Version-Release number of selected component (if applicable):
=============================================================
glusterfs-3.7.1-11.el7rhgs.5.sfdc01636297 ( RHGS 3.1 )


How reproducible:
=================
Always


Steps to Reproduce:
===================
1. Have 3 cluster nodes having above mentioned bits
2. Have  2 * 2 volume  //Distributed-replicate volume
3. Fuse mount the volume on two diff clients
4. Write enough data from both the clients to take rebalance operation more time in the below steps
5. Add two new bricks
6. Trigger the rebalance  // gluster volume rebalance <vol-name> start
7. During rebalance in progress, down one of the replica pair brick ( kill -15 <pidof brick> ) // Do it on one of old the replica pair of bricks.
8. Check the brick logs of the other brick part of replica pair 


Actual results:
===============
Getting continuous warning and error messages when one of the replica brick goes down during rebalance


Expected results:
=================
No Warning and error messages should throw while rebalance in progress.

Additional info:
=================
Once rebalance is complete, stopped getting these messages in the the brick log.

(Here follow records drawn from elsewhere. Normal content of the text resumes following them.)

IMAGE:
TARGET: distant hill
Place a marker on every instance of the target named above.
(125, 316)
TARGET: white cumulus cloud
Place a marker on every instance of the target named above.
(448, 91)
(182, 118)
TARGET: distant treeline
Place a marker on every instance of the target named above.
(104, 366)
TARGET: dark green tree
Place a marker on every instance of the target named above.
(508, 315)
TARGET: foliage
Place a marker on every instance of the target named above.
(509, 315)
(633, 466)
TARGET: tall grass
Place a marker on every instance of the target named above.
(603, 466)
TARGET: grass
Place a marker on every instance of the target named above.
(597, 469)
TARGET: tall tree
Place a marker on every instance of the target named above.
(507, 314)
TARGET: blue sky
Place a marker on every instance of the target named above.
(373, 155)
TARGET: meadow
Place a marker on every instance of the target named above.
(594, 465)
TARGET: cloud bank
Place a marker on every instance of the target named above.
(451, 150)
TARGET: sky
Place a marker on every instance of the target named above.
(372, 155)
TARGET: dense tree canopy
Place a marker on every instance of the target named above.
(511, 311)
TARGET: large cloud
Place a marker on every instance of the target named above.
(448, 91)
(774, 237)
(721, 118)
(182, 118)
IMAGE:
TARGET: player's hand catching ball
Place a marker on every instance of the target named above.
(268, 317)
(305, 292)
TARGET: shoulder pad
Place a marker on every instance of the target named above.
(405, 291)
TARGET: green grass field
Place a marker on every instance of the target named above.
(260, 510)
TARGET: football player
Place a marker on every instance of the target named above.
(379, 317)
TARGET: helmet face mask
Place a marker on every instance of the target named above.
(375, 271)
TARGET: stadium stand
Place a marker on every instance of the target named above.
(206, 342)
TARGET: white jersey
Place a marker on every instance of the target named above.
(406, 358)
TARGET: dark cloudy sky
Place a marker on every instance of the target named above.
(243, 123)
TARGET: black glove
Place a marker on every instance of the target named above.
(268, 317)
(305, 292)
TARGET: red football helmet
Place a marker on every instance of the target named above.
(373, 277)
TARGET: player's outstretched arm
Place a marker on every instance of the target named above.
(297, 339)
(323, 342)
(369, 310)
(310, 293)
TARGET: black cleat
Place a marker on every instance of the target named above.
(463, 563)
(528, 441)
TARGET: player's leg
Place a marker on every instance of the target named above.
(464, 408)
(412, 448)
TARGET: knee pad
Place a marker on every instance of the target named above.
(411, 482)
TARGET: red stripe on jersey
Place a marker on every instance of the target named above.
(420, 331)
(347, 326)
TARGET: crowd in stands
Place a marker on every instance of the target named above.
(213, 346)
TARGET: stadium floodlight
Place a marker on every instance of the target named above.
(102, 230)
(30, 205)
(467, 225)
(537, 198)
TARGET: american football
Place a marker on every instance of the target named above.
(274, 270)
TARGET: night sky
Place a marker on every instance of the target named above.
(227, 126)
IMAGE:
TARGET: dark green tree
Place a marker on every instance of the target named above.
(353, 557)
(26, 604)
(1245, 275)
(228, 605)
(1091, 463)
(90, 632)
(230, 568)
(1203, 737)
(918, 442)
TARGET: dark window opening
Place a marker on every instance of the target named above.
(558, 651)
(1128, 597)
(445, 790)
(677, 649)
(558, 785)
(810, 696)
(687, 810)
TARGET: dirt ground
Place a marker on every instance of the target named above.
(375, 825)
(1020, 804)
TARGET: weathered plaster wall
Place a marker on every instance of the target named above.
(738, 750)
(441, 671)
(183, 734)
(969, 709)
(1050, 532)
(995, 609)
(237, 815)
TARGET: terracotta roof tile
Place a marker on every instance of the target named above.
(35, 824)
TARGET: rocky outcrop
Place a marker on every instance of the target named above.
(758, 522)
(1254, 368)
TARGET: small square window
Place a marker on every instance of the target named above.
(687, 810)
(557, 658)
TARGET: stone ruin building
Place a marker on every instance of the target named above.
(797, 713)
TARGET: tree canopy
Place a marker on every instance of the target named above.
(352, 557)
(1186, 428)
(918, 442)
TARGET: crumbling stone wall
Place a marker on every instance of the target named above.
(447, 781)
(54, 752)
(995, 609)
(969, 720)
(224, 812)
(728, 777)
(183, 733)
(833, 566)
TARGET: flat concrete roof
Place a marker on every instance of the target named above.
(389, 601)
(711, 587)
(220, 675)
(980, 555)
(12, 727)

Comment 3 Byreddy 2016-10-21 07:12:56 UTC
I think we get these warning and error messages in the current 3.8.4-2 build as well based on discussion with dev team so setting the Internal White board to 3.2.0

Comment 6 Byreddy 2016-11-17 06:06:16 UTC
This issue consistently reproducible only in the the hot fix and not reproducing in RHGS3.2 current build 

Closing this bug as works in the current release.